Feds Help Guards at Nuclear Weapons Lab Cheat On Security Test
Here’s a scary story: Guards responsible for securing the nation’s premier nuclear weapons laboratory cheat on security knowledge tests with the help of the U.S. government agency that operates the facility.
Even scarier is how this widespread cheating was discovered at a facility— the Y-12 National Security Complex in Oak Ridge, Tennessee—the feds claim has the “most stringent security in the world.” In fact, the compound is often referred to as the “Fort Knox of Uranium.”
A few months ago an 82-year-old Catholic nun along with two other seniors managed to penetrate the facility and go undetected by security for two hours. The nun, a renowned antinuclear activist, and her pals—one 63 and the other 57—were armed with flashlights and bolt cutters. Once inside, the trio of protesters splashed blood around the nuclear complex and hung banners outside its walls.
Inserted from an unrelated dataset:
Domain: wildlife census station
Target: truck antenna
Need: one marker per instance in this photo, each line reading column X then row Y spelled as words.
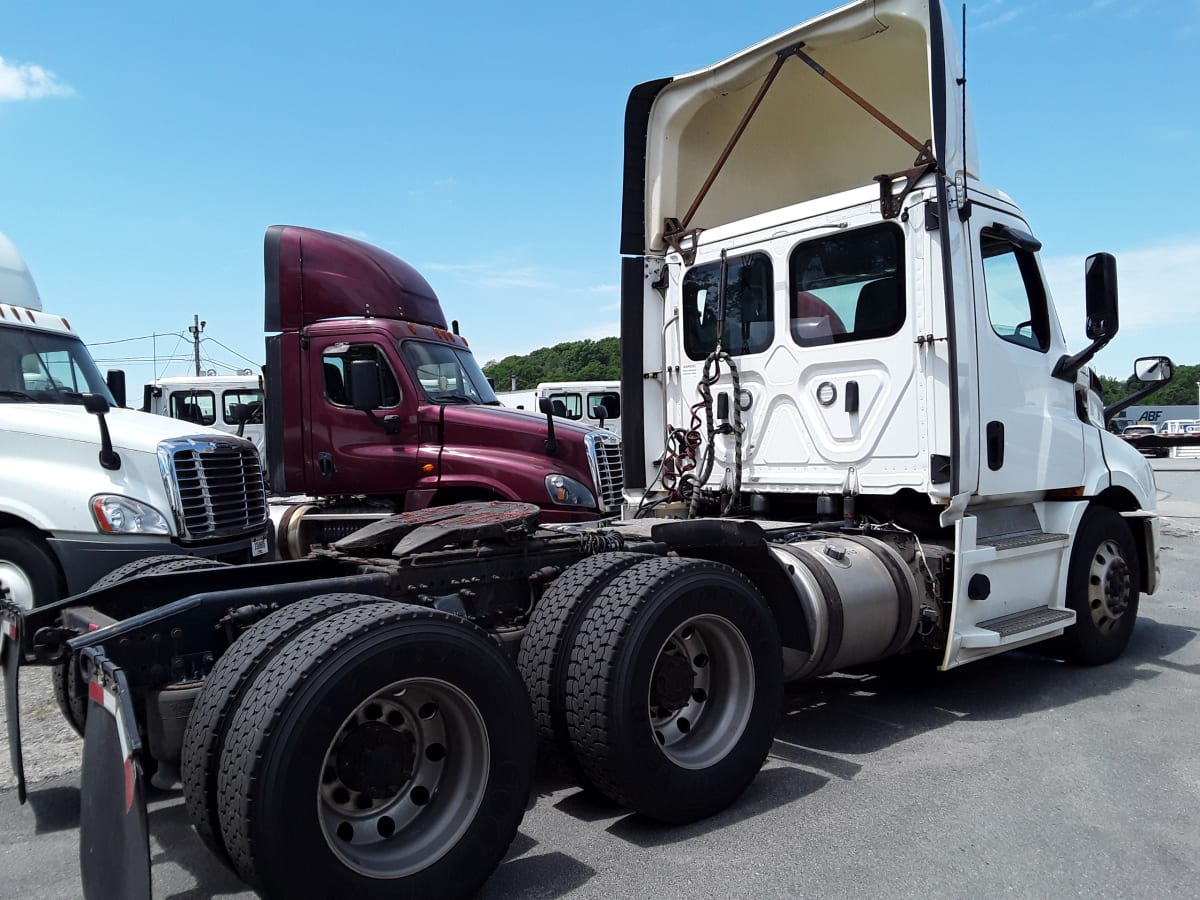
column 963, row 85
The shameful breach fueled calls for an internal investigation. After all, the Y-12 National Security Complex is the country’s main storage facility for bomb-grade uranium and it makes uranium parts for every warhead in the U.S. nuclear arsenal. Old weapons are also dismantled at the compound, which claims to “maintain the safety, security and effectiveness of the U.S. nuclear weapons stockpile.”
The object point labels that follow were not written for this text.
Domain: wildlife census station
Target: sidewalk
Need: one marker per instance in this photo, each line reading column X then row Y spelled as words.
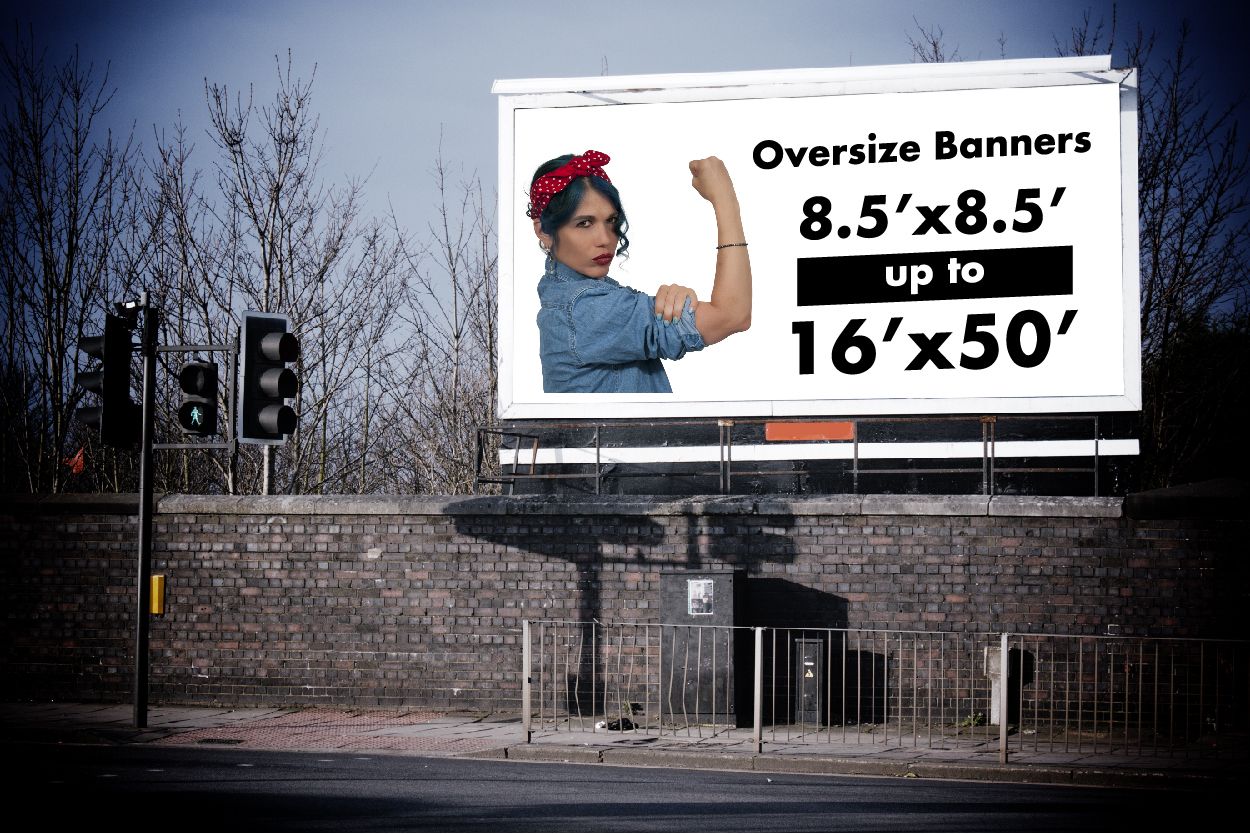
column 501, row 737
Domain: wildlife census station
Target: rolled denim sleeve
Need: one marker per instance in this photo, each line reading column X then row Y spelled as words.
column 615, row 324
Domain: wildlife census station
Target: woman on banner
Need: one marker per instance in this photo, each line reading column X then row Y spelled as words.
column 598, row 335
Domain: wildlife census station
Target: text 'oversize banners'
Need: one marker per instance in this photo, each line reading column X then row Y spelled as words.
column 913, row 249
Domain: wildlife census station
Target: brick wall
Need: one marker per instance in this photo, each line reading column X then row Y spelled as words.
column 388, row 602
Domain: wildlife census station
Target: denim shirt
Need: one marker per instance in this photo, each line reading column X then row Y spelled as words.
column 596, row 336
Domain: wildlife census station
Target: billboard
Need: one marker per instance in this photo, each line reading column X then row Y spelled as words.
column 953, row 238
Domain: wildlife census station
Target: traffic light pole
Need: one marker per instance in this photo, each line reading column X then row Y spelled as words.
column 148, row 349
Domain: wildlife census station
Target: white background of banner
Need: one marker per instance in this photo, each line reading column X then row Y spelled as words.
column 1094, row 366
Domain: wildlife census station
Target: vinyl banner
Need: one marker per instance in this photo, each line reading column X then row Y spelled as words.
column 918, row 243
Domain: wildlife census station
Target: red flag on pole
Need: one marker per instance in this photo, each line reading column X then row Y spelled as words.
column 76, row 463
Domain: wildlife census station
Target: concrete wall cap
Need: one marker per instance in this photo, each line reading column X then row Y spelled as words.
column 639, row 505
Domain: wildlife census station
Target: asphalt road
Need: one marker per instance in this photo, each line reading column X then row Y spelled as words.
column 176, row 789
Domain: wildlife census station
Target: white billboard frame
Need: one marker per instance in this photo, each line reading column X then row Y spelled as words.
column 518, row 95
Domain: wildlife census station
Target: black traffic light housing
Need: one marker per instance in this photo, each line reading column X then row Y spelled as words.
column 198, row 414
column 118, row 419
column 268, row 345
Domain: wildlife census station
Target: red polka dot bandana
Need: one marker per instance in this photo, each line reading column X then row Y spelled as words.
column 546, row 186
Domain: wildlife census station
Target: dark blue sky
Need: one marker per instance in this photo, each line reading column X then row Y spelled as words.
column 394, row 76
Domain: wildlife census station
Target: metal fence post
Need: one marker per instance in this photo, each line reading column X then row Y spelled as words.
column 758, row 694
column 526, row 682
column 1004, row 699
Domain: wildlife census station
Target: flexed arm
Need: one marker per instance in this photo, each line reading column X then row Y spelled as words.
column 729, row 310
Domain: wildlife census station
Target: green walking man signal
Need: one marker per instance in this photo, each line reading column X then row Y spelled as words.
column 198, row 414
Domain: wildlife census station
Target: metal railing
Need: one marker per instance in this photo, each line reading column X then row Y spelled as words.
column 516, row 449
column 1013, row 693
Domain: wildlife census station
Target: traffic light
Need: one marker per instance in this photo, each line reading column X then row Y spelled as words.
column 264, row 417
column 118, row 419
column 198, row 414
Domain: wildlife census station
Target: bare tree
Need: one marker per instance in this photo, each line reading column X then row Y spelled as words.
column 449, row 368
column 928, row 45
column 293, row 244
column 69, row 244
column 1195, row 230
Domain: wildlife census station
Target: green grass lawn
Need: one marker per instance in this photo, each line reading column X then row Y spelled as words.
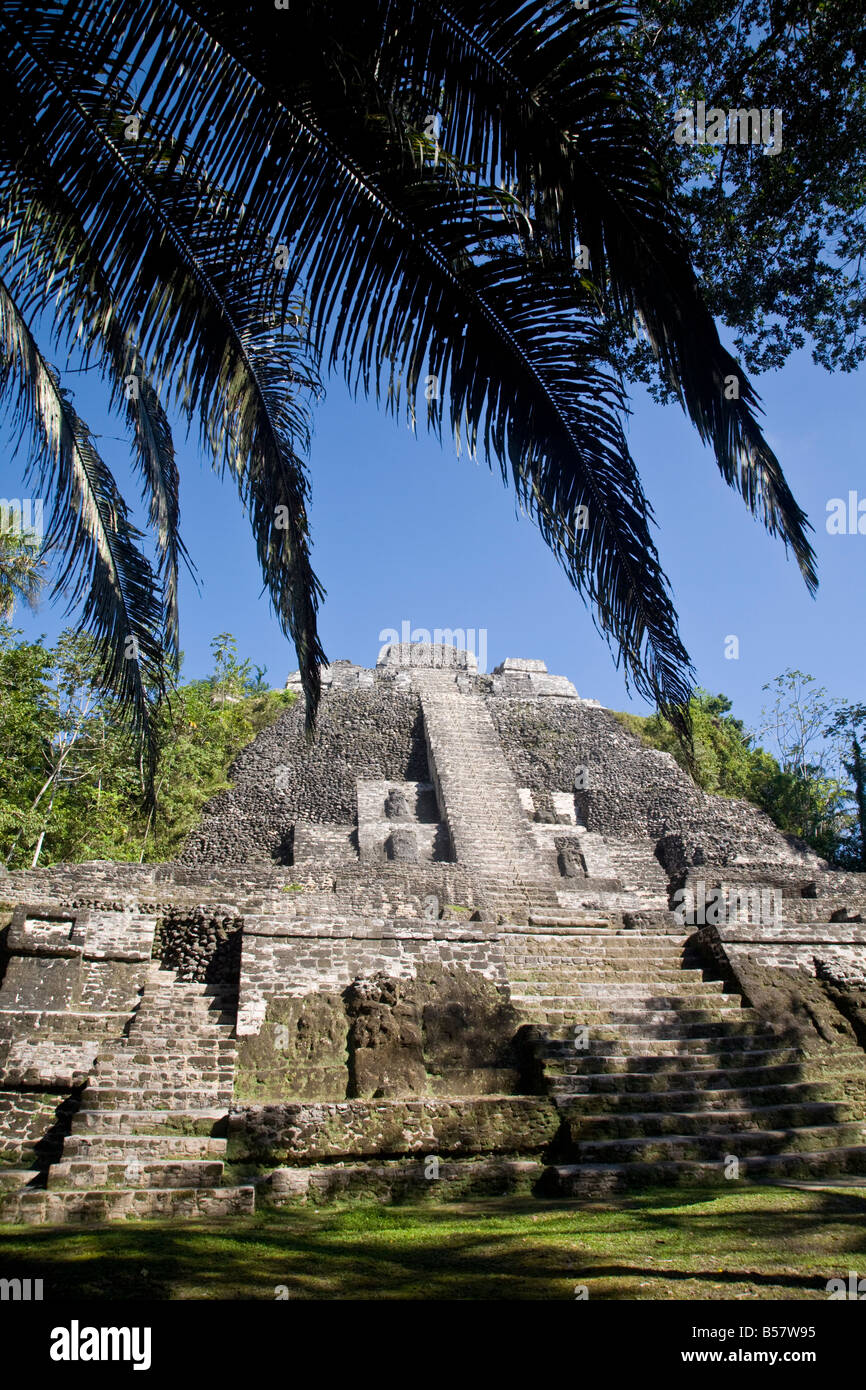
column 734, row 1243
The Department of Energy (DOE) is responsible for managing the Y-12 lab’s operations and for keeping it secure. Besides having a sophisticated $500 million security system that includes high-tech cameras and sensors, the compound has a substantial staff of guards and the property is surrounded by huge security towers and special fences.
A few days ago the DOE Inspector General revealed in a report that the guard force at the Tennessee lab is compromised because officers and supervisors share advance copies of test materials. That means the guards aren’t necessarily qualified to do this delicate job of protecting the compound. Even worse is that the advance test copies came from a DOE official, the report says, and that the cheating has been going on for years and isn’t necessarily limited to the Oak Ridge facility.
Circulating copies of key tests in advance to the contractor and employees responsible for ensuring that such a vital site is adequately protected against terrorism was “inexplicable and inexcusable,” the DOE’s inspector general found. “Security of the Nation’s most sensitive nuclear material storage and processing facilities must not be left to chance.”